La Communauté économique des Etats d’Afrique de l’Ouest (Cedeao), réunie mercredi à Abuja en sommet extraordinaire, a adopté une réforme de ses institutions pour gagner en efficacité et s’est dotée d’une convention sur les armes légères pour aider à pacifier la région, a-t-on appris jeudi du site web de la présidence togolaise.

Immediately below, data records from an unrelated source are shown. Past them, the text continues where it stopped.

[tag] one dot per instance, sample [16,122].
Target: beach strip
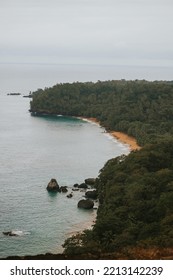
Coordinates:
[120,136]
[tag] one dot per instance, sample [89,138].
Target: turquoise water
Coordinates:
[32,151]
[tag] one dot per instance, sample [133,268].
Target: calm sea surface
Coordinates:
[35,149]
[32,151]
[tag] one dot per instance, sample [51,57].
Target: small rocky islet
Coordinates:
[90,195]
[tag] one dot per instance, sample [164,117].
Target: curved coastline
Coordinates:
[120,136]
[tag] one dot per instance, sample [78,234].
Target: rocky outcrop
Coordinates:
[63,189]
[53,186]
[83,186]
[86,204]
[90,181]
[9,233]
[91,194]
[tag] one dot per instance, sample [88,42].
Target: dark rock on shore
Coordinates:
[9,233]
[86,204]
[90,181]
[83,186]
[91,194]
[53,186]
[64,189]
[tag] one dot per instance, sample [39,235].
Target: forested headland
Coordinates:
[135,191]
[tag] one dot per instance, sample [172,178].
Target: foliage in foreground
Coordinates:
[136,203]
[135,191]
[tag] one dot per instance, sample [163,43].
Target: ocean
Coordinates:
[34,150]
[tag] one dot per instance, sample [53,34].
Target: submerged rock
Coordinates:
[91,194]
[90,181]
[70,195]
[64,189]
[86,204]
[83,186]
[53,186]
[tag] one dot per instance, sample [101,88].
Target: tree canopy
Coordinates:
[135,191]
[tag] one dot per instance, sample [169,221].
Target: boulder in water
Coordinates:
[53,186]
[86,204]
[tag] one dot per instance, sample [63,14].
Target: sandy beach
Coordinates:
[120,136]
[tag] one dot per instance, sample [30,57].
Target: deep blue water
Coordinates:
[32,151]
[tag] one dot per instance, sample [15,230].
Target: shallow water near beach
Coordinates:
[34,150]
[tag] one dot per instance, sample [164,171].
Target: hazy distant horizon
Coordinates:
[26,77]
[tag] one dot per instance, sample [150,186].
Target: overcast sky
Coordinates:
[111,32]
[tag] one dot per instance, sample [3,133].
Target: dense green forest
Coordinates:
[139,108]
[135,191]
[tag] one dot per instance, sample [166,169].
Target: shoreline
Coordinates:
[120,136]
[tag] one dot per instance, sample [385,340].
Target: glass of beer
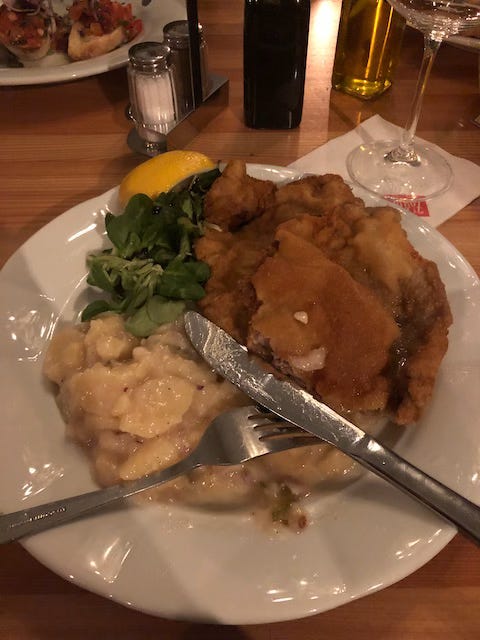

Les chefs d’Etat et de gouvernement des quinze pays membres de la Cedeao ont entrepris mercredi de réformer l’organisation afin de mieux l’"adapter au nouvel environnement international", selon le président en exercice de l’organisation, le chef d’Etat nigérien Mamadou Tandja, qui a ouvert le sommet.

S’adressant à ses pairs, le président nigérian Olusegun Obasanjo a souligné que "pour garantir une croissance durable à notre sous-région, nous devons d’abord régler les questions de paix et de conflits".

Au titre de la sécurité, la Cedeao a adopté une convention sur le trafic et l’importation des armes légères, qui prévoit notamment d’"interdire le transfert des armes légères au sein de la communauté et entre les Etats membres, sauf pour les besoins de sécurité légitimes de ces Etats ou pour leur participation à des opérations de maintien de la paix".

La Cedeao souhaite mettre en place "des mécanismes pour renforcer le contrôle sur les entrées d’armes dans la région".

"Cela comprend l’établissement d’un registre régional des armes, de lois pour contrôler la fabrication et la propriété individuelle de telles armes, et la mise en place d’un groupe d’experts indépendants pour aider la Cedeao à mettre en oeuvre ce programme", ajoute le communiqué final de l’organisation.

La réforme institutionnelle entérinée mercredi à Abuja doit permettre à la Cedeao de "mieux jouer son rôle dans le processus d’intégration et de développement, mais aussi de renforcer le pouvoir supranational de la Commission", a déclaré M. Tandja.

A l’issue du sommet, le secrétaire exécutif de la Cedeao, Mohammed Ibn Chambas, a annoncé que "le sommet a approuvé la transformation du secrétariat en une commission de neuf membres" issus du Burkina Faso, de Côte d’Ivoire, du Ghana, du Mali, du Niger, du Nigeria, du Sénégal, de Sierra Leone et du Togo.

La présidence de la Commission a été confiée au Ghana et la vice-présidence au Burkina Faso et "la Commission entrera en oeuvre en janvier 2007", a-t-il déclaré, précisant que les mandats tournants des neuf Commissaires sont de quatre ans.

"Le prochain sommet ordinaire de la Cedeao aura lieu en décembre 2006 au Burkina Faso", a conclu M. Chambas.

Concernant la situation dans plusieurs pays en crise, la Cedeao a demandé la levée de l’embargo sur le Liberia et de l’interdiction de voyager contre certains Libériens "pour aider à la consolidation du développement post-conflit".

Le sommet a également demandé "l’intensification du dialogue entre les responsables en Côte d’Ivoire pour assurer le succès du programme de transition, particulièrement l’identification des citoyens, le désarmement et la démobilisation" des combattants et miliciens pro-gouvernementaux.

La Côte d’Ivoire est coupée en deux depuis septembre 2002 et des élections doivent être organisées en octobre prochain.

Les présidents du Liberia (Ellen Johnson Sirleaf), du Togo (Faure Gnassingbé), du Ghana (John Kufuor), du Nigeria (Olusegun Obasanjo), du Bénin (Boni Yayi), de Sierra Leone (Ahmed Tejan Kabbah), du Mali (Amadou Toumani Touré), et du Burkina Faso (Blaise Compaoré) participaient à cette réunion.

La Cedeao, qui siège à Abuja et dont le dernier sommet a eu lieu en janvier à Niamey, a été créée en 1975 pour promouvoir l’intégration économique, la paix et la stabilité en Afrique de l’Ouest.

Elle regroupe quinze pays membres (Bénin, Burkina Faso, Côte d’Ivoire, Guinée, Mali, Niger, Sénégal, Togo, Gambie, Ghana, Liberia, Nigeria, Sierra Leone, Cap-Vert et Guinée-Bissau).